Vitamin B12 injections claim to provide a number of health and wellness benefits. Is erectile dysfunction one of them?
It's undoubtedly true that severe deficiencies in certain vitamins can negatively affect your well-being. For instance, many people who get a regular vitamin B12 shot report an immediate, if temporary, burst of energy.
Some men seeking a "shot in the arm" for their sexual prowess may wonder whether a shot of B12 could help boost their erections.
What is vitamin B12?
B12 plays a crucial role in the development and function of the central nervous system, forming red blood cells and creating DNA. You can find vitamin B12 in foods such as beef, clams, bluefin tuna, milk, yogurt and fortified breakfast cereals. It's also available as a dietary supplement and a prescription medication.
The recommended daily amount of B12 for an adult who is not pregnant or breastfeeding is 2.4 micrograms (mcg). Most people adequately acquire this from their diet without supplementation.
However, some people have difficulty absorbing vitamin B12 from food because of pernicious anemia, gastrointestinal surgery, prolonged use of certain medications, specific congenital conditions or a vegan diet.
Symptoms of B12 deficiency include:
- Numbness and tingling in the hands and feet
- Weight loss
- Inflammation of the tongue
B12 and erectile dysfunction
A B12 shot is a common way to prevent or treat deficiency. But could a shot of B12 also help with erectile dysfunction (ED)?
Not directly, according to Petar Bajic, M.D., a urologist in the Center for Men's Health at the Glickman Urological & Kidney Institute at the Cleveland Clinic. He said some men with B12 deficiency, however, might be at risk for cardiovascular disease, the most common cause of ED.
"Addressing any underlying cardiovascular risk factors will help reduce the risk of worsening erections and will help a man preserve the erections he does have," Bajic said.
The primary risk factors for cardiovascular disease include:
- High blood pressure
- High cholesterol
- Obesity or excess weight
- A family history of cardiovascular disease
Four actions you can take to lower the risk of cardiovascular disease and help preserve your erections are to quit smoking, maintain a healthy weight, eat a balanced diet and reduce your stress levels.
The association between low vitamin B12 levels and ED is weak, said Justin Houman, M.D., a urologist and men's health specialist at Tower Urology at Cedars-Sinai Medical in Los Angeles.
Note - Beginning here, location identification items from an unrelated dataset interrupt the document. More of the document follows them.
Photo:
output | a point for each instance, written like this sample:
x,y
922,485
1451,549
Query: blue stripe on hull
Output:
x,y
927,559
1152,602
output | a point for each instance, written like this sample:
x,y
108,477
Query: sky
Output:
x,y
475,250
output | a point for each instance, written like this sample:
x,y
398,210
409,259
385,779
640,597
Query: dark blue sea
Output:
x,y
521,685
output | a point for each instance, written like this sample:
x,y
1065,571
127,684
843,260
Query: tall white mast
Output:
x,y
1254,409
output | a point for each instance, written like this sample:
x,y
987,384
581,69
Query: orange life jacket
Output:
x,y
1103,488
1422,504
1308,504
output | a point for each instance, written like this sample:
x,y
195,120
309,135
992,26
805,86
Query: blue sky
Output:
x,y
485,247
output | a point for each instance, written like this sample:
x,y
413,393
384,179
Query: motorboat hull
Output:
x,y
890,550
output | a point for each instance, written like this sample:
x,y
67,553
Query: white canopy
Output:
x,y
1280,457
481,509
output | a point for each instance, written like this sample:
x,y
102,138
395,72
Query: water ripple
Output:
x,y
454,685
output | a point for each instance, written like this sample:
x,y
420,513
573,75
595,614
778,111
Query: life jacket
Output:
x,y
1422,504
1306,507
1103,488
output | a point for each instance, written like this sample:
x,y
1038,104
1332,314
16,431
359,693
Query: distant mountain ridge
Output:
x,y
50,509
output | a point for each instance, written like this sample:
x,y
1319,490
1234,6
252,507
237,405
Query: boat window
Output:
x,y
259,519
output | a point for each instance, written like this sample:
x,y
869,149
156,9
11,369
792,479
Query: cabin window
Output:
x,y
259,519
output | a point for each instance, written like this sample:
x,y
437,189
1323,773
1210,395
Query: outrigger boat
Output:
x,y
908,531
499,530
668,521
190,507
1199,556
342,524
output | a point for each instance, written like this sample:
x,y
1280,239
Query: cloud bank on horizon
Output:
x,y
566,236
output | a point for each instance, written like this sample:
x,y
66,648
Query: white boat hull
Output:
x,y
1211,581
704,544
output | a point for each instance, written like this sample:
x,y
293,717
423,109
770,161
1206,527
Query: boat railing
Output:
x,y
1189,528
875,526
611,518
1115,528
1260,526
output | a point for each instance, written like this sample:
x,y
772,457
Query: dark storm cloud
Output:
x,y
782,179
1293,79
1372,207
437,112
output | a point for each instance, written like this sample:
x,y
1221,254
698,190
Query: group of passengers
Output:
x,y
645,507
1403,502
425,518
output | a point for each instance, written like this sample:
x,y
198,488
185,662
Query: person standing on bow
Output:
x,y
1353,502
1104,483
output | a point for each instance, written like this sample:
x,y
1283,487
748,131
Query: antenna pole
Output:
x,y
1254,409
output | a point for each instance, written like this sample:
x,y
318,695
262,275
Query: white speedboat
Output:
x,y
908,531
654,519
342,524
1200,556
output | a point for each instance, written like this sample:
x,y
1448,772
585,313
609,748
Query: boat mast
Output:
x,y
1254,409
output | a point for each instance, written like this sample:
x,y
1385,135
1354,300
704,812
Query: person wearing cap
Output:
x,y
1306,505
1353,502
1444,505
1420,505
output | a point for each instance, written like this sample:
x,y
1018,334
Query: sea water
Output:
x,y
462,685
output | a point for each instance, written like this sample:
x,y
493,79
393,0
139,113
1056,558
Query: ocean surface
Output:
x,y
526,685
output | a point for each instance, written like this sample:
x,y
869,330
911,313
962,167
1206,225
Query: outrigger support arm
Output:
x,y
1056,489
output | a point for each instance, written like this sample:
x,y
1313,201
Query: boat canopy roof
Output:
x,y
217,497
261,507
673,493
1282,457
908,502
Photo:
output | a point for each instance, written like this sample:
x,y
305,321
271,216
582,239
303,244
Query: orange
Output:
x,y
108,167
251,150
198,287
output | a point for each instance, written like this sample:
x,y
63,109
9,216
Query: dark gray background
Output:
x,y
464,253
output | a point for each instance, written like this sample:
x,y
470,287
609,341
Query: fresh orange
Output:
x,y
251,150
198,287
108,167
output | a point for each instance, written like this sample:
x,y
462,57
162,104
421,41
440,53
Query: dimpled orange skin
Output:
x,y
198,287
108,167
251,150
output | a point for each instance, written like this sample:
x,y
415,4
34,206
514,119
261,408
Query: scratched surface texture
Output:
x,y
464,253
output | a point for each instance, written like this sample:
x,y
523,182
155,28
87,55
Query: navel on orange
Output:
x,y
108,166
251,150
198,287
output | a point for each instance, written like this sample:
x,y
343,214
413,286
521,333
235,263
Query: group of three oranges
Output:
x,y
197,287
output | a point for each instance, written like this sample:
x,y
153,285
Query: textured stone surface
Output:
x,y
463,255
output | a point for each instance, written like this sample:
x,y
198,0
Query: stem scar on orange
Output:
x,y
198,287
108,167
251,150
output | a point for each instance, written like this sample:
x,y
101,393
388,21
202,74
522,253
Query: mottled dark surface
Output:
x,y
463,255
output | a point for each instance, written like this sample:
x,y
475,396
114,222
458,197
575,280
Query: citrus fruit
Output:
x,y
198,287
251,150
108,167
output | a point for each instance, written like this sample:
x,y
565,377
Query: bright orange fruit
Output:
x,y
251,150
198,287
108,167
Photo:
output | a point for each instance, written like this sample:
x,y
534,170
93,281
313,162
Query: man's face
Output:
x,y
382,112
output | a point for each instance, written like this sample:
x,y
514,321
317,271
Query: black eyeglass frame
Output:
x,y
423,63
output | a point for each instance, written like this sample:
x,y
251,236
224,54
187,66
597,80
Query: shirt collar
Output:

"Among the causes of erectile dysfunction, vitamin B12 has a minimal impact, if any," he said.
Bajic said there is minimal scientific evidence linking B12 to ED. He explained that one Chinese study suggested higher B12 levels were associated with ED, while a smaller Chinese study stated lower B12 levels might be associated with ED.
"The bottom line is that we don't fully understand the link between B12 and ED, but it is unlikely to play a significant role one way or another," Bajic said.
Houman agreed: "The current scientific literature on the association between vitamin B12 and erectile dysfunction shows that vitamin B12 has a very indirect impact on erectile dysfunction in anyone who does not have vitamin deficiencies."
A vitamin B12 dose couldn't hurt
Bajic said B12 is a water-soluble vitamin excreted in urine, which is why your urine turns bright yellow when you take vitamin B oral supplements. B12 supplements are generally considered safe for your health—including your sexual health.
"It is unlikely that using a B12 supplement would lead to any negative impact on erections," Bajic added.
As stated, most people get adequate B12 from their diet, so if you experience any symptoms of deficiency, it's worth speaking to your family physician to arrange a blood test. A doctor can find the root cause of the problem and check if you are deficient in any essential vitamins or minerals. If you are B12-deficient, they can prescribe B12 supplements, injections or infusions.
If your primary concern is erectile dysfunction, the best place to start is a urologist's office. B12 deficiency is unlikely to be the root cause, so if you're purely looking to improve erectile function, Houman said a shot of B12 would likely have minimal benefit—if any.